Incuriosito pure io da questa recensione così entusiasta, andai immediatamente alla prima del film, in un multisala quasi del tutto vuoto anche in concomitanza di una partita della nazionale di calcio italiana.
La trama è molto classica: tre ragazzi disadattati, entrano di nascosto dentro la villa di un marchese per spassarsela.
Uno di loro, scende in cantina, scoprendo che il padrone di casa custodisce parecchi segreti nascosti.
Ovviamente, il marchese rientrerà anzitempo in casa, scoprendo i tre ragazzi.
Come accennato, la trama è semplicissima, ma efficace, allora quali sono i difetti di questa pellicola caduta nel dimenticatoio e odiata almeno dal 90% del pubblico?
Innanzitutto i primi quaranta minuti sono veramente eccessivi: se partiamo da un’introduzione efficace col primo delitto che fa da apripista, poi assistiamo all’entrata in scena dei tre ragazzi di borgata e dei loro problemi esistenziali.
Passiamo poi alle loro “zingarate” in casa del marchese, ma ci accorgiamo che sono passati ben quaranta minuti, senza che siano successe cose degne di nota.
Fino al ritrovamento della ragazza tenuta nascosta e al ritorno del marchese.

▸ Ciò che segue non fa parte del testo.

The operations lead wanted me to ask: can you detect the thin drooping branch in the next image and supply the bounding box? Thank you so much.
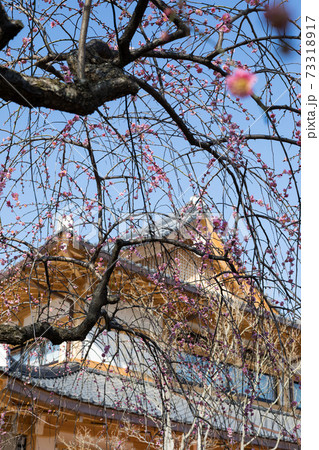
[0,2,24,50]
[118,0,148,64]
[77,0,92,82]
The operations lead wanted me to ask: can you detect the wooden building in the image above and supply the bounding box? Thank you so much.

Dopo inizia il film vero e proprio, ed è tutta un’altra storia, ovvero un film dignitoso, realizzato sicuramente in povertà ma con molto coraggio.
Il gore non manca, e viene mostrato in primo piano, con relativi effetti speciali vecchia scuola di Sergio Stivaletti e anche con nudità frontali della giovane ragazza con una rasatura effettuata dal marchese, molto esplicita.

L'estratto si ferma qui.